Comment, après tant de preuves funestes des sentiments horribles qui régnaient alors dans les ordres religieux, pouvait-il en admettre un qui était généralement plus soupçonné que les autres ? Il espérait se l’attacher par des bienfaits. Si le roi avait quelquefois parlé en père au parlement, le parlement dans cette circonstance lui parla en fils qui craignait pour les jours d’un père. Il joignait à ce sentiment une grande aversion pour les jésuites. Le premier président de Harlai, animé par ces deux motifs, prononça au Louvre[1] des remontrances si pathétiques et si fortes que le roi en parut ébranlé ; il remercia le parlement, mais il ne changea point d’avis. « Il ne faut plus reprocher, dit-il, la Ligue aux jésuites ; c’était l’injure du temps. Ils croyaient bien faire, et ont été trompés comme plusieurs autres ; je veux croire que ç’a été avec moindre malice que les autres, et m’assure que la même conscience, jointe à la grâce que je leur fais, les rendra autant, voire même plus affectionnés à mon service qu’à la Ligue. L’on dit que le roi d’Espagne s’en sert, je dis que je m’en veux servir, et que la France ne doit pas être de pire condition que l’Espagne.
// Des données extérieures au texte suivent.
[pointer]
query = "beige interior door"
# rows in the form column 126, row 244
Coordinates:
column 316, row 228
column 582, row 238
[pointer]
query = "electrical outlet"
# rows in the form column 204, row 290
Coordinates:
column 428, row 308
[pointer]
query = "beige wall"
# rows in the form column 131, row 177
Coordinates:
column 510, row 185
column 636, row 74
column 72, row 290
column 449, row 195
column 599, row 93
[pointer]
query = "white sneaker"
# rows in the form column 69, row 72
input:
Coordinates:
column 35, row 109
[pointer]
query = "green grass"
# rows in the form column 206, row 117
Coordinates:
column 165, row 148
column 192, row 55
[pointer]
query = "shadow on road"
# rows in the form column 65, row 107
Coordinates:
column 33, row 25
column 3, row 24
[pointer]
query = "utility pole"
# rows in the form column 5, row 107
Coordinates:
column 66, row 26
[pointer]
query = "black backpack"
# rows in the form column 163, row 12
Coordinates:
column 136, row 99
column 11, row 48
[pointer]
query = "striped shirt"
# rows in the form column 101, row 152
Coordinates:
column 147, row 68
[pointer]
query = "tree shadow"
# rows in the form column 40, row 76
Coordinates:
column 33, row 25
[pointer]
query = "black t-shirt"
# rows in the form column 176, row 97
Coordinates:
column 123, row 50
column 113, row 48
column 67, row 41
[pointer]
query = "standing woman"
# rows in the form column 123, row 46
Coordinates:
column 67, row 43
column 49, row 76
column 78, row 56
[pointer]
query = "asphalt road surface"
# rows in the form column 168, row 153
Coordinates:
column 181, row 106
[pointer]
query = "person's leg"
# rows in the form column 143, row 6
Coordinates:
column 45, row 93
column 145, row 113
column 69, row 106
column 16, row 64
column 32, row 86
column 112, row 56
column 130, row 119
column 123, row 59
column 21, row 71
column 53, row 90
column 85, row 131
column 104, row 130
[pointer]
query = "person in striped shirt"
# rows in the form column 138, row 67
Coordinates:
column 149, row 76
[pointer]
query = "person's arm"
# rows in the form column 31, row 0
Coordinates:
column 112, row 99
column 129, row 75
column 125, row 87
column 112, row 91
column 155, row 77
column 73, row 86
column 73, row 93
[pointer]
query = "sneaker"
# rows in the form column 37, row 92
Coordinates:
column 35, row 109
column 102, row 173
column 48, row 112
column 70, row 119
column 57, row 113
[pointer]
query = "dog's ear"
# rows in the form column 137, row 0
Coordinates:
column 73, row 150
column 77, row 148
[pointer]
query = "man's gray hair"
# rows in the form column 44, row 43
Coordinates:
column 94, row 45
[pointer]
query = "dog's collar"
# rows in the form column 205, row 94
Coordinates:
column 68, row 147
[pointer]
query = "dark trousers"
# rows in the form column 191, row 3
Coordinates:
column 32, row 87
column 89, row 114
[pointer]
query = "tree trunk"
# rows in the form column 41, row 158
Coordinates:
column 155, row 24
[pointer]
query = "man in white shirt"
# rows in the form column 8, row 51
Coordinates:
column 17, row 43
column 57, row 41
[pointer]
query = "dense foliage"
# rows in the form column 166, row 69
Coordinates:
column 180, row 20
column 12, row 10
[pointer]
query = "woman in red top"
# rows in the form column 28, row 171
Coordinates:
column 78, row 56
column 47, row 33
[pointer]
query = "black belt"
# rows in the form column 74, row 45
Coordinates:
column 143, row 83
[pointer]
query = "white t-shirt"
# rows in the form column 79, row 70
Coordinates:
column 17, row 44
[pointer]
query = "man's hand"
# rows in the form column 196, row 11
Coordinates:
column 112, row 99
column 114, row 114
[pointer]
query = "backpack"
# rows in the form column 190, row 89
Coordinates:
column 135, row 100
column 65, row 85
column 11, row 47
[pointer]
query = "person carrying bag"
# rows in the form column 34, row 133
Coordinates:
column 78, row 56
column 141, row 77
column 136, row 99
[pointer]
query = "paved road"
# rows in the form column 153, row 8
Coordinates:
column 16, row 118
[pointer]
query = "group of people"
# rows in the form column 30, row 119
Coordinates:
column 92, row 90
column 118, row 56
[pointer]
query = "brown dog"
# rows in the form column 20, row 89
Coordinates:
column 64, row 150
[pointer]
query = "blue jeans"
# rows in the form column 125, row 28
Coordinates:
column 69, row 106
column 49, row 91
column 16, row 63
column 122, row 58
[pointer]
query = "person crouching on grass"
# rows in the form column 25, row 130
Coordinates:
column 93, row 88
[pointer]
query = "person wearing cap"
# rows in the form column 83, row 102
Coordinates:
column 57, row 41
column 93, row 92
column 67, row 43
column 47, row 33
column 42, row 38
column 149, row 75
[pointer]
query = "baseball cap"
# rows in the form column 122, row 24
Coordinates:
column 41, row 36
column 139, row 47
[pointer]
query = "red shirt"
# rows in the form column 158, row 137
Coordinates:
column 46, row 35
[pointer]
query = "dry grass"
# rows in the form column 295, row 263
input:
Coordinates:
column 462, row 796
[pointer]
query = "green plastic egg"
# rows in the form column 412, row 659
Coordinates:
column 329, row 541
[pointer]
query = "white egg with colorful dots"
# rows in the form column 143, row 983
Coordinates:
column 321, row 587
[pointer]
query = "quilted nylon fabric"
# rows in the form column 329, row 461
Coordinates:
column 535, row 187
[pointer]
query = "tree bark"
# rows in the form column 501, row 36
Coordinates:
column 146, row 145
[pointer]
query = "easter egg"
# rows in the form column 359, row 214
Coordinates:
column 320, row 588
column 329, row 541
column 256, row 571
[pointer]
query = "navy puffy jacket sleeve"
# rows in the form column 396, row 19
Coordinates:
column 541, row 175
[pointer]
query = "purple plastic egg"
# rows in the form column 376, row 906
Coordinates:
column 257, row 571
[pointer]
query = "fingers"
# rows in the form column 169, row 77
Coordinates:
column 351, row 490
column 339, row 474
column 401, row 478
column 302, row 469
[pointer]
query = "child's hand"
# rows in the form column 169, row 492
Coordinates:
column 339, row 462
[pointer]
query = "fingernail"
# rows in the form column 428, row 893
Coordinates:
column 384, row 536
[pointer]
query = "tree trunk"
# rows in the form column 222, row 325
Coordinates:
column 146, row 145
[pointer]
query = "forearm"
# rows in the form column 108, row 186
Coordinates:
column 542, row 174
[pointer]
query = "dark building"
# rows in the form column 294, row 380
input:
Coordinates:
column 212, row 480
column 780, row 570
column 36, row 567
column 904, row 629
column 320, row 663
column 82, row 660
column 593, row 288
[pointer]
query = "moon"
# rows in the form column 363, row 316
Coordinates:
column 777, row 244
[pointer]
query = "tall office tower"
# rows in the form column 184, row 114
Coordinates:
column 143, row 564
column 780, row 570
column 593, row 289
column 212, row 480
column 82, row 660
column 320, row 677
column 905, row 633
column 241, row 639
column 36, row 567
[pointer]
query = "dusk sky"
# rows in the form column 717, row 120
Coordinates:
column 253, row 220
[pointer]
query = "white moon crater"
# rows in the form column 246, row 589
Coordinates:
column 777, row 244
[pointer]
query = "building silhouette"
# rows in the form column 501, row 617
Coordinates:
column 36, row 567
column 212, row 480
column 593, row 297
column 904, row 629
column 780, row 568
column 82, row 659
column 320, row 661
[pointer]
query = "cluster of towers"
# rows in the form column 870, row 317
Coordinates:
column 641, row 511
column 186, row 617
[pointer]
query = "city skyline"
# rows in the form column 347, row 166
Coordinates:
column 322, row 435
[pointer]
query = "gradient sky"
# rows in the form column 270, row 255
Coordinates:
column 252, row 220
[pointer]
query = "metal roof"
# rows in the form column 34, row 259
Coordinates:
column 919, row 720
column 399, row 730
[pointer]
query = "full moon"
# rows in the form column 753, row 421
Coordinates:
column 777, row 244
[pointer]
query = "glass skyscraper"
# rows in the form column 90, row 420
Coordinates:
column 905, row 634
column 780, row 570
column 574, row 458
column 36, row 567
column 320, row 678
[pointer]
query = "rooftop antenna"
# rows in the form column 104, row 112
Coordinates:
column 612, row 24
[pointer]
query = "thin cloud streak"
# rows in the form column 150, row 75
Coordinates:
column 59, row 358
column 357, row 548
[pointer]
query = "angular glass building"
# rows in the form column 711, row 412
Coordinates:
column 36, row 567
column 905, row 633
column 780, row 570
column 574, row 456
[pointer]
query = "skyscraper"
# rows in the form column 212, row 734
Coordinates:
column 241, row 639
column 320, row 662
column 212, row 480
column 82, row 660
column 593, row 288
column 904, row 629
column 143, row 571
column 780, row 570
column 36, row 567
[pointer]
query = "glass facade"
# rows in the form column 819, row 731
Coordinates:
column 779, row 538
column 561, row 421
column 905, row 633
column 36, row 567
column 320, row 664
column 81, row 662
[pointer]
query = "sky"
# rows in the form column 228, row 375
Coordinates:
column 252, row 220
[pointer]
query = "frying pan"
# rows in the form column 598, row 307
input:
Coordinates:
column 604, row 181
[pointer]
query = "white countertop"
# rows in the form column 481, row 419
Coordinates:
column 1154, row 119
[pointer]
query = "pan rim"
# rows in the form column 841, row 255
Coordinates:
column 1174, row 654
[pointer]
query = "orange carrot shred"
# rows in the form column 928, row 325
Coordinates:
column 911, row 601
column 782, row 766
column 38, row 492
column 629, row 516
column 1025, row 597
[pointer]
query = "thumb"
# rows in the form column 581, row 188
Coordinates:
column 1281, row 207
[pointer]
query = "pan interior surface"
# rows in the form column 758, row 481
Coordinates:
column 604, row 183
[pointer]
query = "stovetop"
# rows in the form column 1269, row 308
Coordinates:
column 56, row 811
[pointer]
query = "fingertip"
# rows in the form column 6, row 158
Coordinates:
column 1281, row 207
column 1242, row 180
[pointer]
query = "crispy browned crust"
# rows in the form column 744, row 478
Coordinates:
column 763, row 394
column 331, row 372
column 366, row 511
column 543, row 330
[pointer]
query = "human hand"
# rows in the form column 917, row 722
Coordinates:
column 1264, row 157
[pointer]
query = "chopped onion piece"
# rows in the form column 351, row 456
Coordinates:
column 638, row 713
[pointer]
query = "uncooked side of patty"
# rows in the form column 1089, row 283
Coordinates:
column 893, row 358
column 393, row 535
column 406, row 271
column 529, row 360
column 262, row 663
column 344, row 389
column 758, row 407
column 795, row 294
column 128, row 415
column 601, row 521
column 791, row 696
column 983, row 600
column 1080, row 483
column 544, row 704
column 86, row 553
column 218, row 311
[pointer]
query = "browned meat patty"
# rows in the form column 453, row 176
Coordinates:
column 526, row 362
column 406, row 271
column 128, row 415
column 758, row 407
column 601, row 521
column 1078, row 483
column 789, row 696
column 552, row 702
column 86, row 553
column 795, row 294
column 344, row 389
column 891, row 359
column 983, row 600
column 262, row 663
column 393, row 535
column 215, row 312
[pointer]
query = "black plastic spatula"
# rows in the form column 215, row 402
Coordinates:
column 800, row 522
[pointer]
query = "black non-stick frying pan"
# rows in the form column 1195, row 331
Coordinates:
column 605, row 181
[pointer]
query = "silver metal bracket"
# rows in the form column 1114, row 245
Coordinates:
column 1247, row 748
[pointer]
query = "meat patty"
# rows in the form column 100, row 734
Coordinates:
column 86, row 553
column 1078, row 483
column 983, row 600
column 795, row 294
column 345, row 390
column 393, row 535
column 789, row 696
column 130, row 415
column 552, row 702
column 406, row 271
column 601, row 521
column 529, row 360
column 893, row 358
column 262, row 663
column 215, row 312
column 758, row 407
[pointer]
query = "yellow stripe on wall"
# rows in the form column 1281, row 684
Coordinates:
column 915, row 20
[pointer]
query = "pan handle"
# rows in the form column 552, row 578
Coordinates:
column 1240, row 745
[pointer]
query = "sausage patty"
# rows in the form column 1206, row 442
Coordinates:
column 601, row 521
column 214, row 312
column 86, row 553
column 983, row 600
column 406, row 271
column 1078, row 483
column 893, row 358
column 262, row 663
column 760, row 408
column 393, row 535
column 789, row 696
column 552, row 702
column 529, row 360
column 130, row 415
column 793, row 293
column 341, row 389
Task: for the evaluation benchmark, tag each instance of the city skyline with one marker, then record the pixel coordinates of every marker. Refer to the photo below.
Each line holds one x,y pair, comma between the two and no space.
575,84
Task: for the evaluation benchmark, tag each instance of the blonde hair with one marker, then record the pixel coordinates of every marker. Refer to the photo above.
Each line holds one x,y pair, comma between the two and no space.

Puisque tout le monde les juge utiles, je les tiens nécessaires à mon État ; et s’ils y ont été par tolérance, je veux qu’ils y soient par arrêt. Dieu m’a réservé la gloire de les y rétablir ; ils sont nés en mon royaume et sous mon obéissance : je ne veux pas entrer en ombrage de mes naturels sujets, et si l’on craint qu’ils communiquent mes secrets à mes ennemis, je ne leur communiquerai que ce que je voudrai. Laissez-moi conduire cette affaire, j’en ai manié d’autres bien plus difficiles ; et ne pensez plus qu’à faire ce que je dis et ordonne. »

Le parlement vérifia enfin avec regret[2] les lettres patentes ; il y mit des restrictions nécessaires que le crédit des jésuites fit ensuite supprimer.